爆炸性硅质火山爆发对社会构成了重大威胁,但其背后硅质岩浆系统的发展和不稳定仍然存在争议。锆石同时提供了有关硅质岩浆系统微量元素组成和年龄的信息,而石英和斜长石中的熔融包裹体则提供了有关其挥发物含量和岩浆储存深度的重要制约因素。锆石中的熔融包裹体(MIZs)结合了来自单一矿物颗粒的这些数据,记录了岩浆的年龄、贮存深度、温度和成分,从而为硅质岩浆系统的结构和演化提供了独特的约束条件。我们研究了安第斯山脉南部 Laguna del Maule(LdM)火山区的 MIZs,该火山区是全球最活跃的更新世-全新世流纹岩火山中心之一,也是一个潜在的危险系统,其膨胀率超过 25 厘米/年。主锆石年龄表明,LdM MIZ 的记录可追溯到火山爆发前约 30 千年,而 LdM 斜长石和石英晶体中的熔融包裹体仅在火山爆发前几十年至几百年才形成。MIZs的主要元素组成受喷发后结晶的影响很小,与LdM流纹岩全岩数据非常吻合。MIZs记录了两个喷发单元(rdm:Laguna del Maule流纹岩与rle:Los Espejos流纹岩)之间锆石饱和熔体成分的长期差异。与 rdm MIZs 相比,rle MIZs 的主要元素组成更为复杂,这表明 rdm 晶泥与比 rle 晶泥更原始的岩浆体之间存在长期的深层联系。在 MIZs 中观察到的 H 缓慢扩散的证据表明,它们的 H2O 含量并没有受到 H 通过主锆石扩散的显著影响。rdm和rle MIZ的H2O含量所记录的1.1至2.8千巴的岩浆储存压力与基于热力学建模的硅质岩浆储层生长、储存和喷发的最佳喷发窗口(2.0 ± 0.5千巴)是一致的(Huber等人,2019年)。
本文章由计算机程序翻译,如有差异,请以英文原文为准。

Melt inclusions in zircon: a window to understanding the structure and evolution of the magmatic system beneath the Laguna del Maule volcanic field

Melt inclusions in zircon: a window to understanding the structure and evolution of the magmatic system beneath the Laguna del Maule volcanic field

Explosive silicic eruptions pose a significant threat to society, yet the development and destabilization of the underlying silicic magmatic systems are still controversial. Zircons provide simultaneous information on the trace element composition and age of silicic magmatic systems, while melt inclusions in quartz and plagioclase yield important constraints on their volatile content as well as magma storage depth. Melt inclusions in zircons (MIZs) combine these data from a single mineral grain, recording the age, storage depth, temperature, and composition of magmas, and thus provide unique constraints on the structure and evolution of silicic magmatic systems.

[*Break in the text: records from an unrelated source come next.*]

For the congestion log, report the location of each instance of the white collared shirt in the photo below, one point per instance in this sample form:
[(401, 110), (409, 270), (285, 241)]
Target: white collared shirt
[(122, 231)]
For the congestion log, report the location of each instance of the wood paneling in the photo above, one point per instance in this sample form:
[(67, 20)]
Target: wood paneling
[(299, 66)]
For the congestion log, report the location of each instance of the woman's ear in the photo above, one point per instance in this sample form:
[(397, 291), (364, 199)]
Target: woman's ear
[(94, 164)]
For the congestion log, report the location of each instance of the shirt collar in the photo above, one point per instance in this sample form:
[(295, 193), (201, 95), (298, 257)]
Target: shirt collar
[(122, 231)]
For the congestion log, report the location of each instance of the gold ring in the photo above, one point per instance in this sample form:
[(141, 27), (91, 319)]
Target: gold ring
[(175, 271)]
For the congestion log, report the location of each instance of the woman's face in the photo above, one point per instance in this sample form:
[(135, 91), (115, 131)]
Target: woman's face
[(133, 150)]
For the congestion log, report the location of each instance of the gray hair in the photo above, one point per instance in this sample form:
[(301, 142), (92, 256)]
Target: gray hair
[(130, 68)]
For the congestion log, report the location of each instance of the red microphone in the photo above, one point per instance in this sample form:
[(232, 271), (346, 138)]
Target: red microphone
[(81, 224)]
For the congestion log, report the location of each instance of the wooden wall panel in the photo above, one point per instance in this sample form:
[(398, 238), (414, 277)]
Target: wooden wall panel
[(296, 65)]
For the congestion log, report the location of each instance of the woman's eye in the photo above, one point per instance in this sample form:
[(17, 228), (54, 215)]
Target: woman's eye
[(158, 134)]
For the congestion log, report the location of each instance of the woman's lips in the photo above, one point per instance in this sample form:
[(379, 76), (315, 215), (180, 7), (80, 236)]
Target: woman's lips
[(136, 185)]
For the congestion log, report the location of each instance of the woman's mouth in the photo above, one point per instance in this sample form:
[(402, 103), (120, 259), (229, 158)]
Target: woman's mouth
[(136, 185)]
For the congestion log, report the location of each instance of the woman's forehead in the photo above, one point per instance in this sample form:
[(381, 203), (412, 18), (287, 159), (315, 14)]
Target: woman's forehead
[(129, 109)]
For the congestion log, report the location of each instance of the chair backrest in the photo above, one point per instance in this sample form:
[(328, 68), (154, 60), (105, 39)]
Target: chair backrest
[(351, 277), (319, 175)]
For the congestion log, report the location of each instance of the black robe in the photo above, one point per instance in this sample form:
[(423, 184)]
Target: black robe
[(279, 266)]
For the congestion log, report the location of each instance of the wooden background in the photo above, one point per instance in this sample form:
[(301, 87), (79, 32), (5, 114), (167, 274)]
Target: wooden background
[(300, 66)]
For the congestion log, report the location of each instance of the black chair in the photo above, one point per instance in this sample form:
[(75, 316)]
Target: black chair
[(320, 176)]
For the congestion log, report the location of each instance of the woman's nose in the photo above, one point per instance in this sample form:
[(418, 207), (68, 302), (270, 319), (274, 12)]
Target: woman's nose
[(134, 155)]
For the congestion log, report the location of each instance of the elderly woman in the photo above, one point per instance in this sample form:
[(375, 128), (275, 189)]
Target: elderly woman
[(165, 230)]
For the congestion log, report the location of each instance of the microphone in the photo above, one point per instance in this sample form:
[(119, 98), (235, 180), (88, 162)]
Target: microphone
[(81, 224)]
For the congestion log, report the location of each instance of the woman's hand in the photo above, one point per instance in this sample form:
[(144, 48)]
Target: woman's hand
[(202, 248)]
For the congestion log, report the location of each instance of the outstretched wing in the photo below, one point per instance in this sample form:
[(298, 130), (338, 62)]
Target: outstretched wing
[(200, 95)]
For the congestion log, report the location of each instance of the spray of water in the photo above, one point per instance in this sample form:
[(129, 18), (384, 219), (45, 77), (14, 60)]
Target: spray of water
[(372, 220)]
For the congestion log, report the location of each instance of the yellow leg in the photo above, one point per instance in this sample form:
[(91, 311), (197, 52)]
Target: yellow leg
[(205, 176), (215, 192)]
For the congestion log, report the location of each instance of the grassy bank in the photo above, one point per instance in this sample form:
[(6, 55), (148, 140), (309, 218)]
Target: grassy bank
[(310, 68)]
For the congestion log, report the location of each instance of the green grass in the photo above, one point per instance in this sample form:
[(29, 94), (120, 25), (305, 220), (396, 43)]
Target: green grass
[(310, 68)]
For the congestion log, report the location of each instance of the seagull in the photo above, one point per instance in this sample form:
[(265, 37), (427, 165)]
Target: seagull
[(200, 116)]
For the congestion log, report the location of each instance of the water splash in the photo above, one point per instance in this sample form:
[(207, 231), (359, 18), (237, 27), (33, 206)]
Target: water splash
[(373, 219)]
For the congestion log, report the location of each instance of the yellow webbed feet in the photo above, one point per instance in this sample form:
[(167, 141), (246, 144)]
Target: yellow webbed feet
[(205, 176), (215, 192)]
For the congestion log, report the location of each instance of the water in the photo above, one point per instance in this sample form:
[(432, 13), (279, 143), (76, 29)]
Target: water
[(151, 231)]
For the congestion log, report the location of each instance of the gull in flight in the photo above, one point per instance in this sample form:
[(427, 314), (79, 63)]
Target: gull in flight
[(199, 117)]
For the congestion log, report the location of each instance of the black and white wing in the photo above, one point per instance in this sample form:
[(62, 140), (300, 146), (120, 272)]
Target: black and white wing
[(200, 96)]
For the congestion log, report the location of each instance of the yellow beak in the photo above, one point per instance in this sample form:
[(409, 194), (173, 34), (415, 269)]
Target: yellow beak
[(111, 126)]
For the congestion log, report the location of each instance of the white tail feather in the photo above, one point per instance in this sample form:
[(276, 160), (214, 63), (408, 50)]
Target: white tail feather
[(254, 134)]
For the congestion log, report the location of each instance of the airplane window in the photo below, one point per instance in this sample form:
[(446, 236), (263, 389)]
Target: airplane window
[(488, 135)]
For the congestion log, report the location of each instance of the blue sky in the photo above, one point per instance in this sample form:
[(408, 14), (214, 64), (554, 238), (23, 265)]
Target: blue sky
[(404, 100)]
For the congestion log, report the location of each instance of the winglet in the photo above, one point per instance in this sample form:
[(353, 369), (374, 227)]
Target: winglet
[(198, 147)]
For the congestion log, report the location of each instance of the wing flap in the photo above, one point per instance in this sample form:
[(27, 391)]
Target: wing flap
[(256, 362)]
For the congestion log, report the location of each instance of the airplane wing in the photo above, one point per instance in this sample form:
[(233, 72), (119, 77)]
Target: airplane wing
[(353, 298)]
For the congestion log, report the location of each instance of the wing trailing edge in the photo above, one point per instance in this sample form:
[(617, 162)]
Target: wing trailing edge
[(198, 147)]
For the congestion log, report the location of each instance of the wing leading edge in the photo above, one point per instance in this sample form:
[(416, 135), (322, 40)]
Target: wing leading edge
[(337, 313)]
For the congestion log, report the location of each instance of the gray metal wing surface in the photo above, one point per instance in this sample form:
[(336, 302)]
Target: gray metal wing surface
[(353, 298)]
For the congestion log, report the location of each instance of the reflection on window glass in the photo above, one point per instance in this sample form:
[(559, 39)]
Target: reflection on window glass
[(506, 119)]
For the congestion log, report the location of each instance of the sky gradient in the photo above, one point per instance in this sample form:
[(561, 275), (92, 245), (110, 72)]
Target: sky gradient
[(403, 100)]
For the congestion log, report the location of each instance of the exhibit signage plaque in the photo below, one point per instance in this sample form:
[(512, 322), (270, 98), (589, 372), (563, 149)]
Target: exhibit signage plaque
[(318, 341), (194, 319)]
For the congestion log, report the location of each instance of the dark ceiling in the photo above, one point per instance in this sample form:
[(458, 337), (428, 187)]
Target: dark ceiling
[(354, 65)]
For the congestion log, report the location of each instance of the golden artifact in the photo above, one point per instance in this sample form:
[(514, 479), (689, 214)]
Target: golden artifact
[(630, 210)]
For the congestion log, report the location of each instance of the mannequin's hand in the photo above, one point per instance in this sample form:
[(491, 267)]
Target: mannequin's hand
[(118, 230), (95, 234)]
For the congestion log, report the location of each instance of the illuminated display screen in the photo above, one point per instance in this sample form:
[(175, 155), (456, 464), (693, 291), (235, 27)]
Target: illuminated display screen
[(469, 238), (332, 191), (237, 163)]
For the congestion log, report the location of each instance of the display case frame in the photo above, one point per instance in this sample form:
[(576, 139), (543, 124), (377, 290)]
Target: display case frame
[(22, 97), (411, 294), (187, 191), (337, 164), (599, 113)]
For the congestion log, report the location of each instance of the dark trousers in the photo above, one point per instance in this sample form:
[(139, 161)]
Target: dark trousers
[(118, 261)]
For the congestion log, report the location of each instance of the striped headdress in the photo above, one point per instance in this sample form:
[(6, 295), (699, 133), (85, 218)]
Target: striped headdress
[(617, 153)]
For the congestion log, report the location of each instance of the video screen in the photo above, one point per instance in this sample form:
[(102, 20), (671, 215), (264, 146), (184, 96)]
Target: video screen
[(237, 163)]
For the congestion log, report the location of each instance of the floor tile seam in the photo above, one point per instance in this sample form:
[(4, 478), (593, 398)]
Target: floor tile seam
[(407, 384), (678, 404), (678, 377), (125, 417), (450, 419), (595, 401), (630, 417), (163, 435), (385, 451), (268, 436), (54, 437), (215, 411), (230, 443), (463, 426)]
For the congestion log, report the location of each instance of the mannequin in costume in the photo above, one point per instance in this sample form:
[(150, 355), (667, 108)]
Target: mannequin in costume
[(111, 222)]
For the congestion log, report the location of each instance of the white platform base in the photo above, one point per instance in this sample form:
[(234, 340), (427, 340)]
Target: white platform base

We studied MIZs from the Laguna del Maule (LdM) volcanic field in the southern Andes that is among the most active Pleistocene-Holocene rhyolitic volcanic centers worldwide and a potentially hazardous system displaying inflation rates in excess of 25 cm/yr. The host zircon ages suggest that the LdM MIZ record extends to ~ 30 kyr before eruption, in contrast to the melt inclusions in LdM plagioclase and quartz crystals that formed only decades to centuries before eruption. The major element compositions of MIZs are minimally affected by post-entrapment crystallization, and agree well with the LdM rhyolitic whole rock data. The MIZs record long-term differences in zircon-saturated melt composition between two eruptive units (rdm: Rhyolite of the Laguna del Maule vs. rle: Rhyolite of Los Espejos). The more evolved major element composition of rle MIZs than rdm MIZs, suggests a long-term deeper connection of the rdm crystal mush to a more primitive magma body than that of the rle. The evidence of slow H diffusion observed in MIZs suggest that their H2O contents are not significantly affected by diffusion of H through the host zircon. The magma storage pressures of 1.1 to 2.8 kbars recorded by the H2O contents of rdm and rle MIZs are consistent with the optimal emplacement window (2.0 ± 0.5 kbar) of silicic magma reservoir growth, storage, and eruptibility based on thermomechanical modeling (Huber et al. 2019).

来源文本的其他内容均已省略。